I was born in 1939, the year the Second World War broke out in Europe. My parents were Jewish intellectuals who fled Germany to escape the Nazis. I listened to their dinner table conversation and concluded, while still a child, that which side I was on in the great battle between fascism and anti-fascism gave ultimate meaning to my life. I thought that as a Jew I had no choice but to be an anti-fascist. I now no longer connect the duty to be antifascist to being Jewish. The way Israel treats the Palestinians has shown me that Jews, like all people, are capable of acting like fascists. I think of the battle between fascists and anti-fascists as one form of the eternal life-and-death struggle between reason and unreason, tenderness and brutality. However, I also believe that the sides in that struggle tend to get mixed up. Nothing we do is free from contradiction. In the Sixties I became a founding member of an anarchist street gang known as The Motherf--ers, whose very name embodies those contradictions. I'm now a painter, a sculptor and a lawyer. I supervise a free legal clinic for poor people who can't get help anywhere else. In the Sixties we had a movement without a crisis of capitalism. Now we have a crisis of capitalism without a movement. The same System that causes suffering for the poor threatens the natural world. The poor and the polar bears -- their fate intertwined. I wonder who will survive and how those who do will live.

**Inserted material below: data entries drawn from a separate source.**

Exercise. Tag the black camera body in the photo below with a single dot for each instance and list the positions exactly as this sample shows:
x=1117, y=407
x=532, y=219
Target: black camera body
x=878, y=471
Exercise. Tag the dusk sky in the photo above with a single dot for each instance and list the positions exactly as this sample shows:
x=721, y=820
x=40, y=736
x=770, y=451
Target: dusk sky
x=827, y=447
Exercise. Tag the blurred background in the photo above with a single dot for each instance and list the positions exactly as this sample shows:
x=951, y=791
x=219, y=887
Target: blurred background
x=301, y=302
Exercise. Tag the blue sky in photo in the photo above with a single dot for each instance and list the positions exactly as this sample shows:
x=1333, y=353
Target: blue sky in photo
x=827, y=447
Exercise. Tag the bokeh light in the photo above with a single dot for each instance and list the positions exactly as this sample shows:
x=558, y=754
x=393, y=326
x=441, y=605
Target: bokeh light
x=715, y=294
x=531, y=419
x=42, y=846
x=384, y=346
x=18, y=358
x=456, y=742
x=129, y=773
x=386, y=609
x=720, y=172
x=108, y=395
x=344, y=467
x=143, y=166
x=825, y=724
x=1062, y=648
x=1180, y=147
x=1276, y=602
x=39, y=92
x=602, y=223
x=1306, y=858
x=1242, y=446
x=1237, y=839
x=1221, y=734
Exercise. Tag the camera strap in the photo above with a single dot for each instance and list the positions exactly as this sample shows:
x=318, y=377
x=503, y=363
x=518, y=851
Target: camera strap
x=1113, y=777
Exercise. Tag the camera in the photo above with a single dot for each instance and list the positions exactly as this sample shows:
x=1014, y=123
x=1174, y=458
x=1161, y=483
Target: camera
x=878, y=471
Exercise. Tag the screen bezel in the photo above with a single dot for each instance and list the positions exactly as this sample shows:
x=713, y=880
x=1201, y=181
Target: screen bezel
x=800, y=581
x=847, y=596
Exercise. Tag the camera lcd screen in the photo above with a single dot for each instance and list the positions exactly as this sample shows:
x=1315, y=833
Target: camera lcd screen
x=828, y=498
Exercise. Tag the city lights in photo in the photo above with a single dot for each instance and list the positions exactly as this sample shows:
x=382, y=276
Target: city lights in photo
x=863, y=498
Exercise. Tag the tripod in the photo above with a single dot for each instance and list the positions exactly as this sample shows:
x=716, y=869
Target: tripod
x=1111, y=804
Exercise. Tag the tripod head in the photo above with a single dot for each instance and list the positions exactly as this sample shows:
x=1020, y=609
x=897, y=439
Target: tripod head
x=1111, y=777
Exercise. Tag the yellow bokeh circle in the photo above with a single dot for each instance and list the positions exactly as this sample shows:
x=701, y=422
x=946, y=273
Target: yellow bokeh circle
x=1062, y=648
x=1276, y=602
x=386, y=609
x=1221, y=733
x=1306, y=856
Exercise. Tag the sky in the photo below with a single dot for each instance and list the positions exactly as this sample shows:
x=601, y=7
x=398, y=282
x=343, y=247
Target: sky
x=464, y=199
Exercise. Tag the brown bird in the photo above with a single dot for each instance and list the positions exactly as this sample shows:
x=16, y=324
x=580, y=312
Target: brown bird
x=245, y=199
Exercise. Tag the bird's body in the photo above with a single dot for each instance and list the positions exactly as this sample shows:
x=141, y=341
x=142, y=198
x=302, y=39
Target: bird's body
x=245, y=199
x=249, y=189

What a time to be reaching the butt end of my days.
What I'm writing:
I've completed the manuscript of a book about art with the title: "Is Art Dead or Dying or Just Going through its Usual Changes?: Reflections on Art and its Obstacles." I'm looking for a publisher.
I'm working on a long article about a mood of despair that many people, including myself, feel about our apparent inability to prevent catastrophic climate change. We're told that global warming threatens life on this planet as we've known it; we're told we may be past the "tipping point," and still we have to find a way to continue the eternal struggle for the greatest good possible for the greatest number of people. I'm writing about how to do that.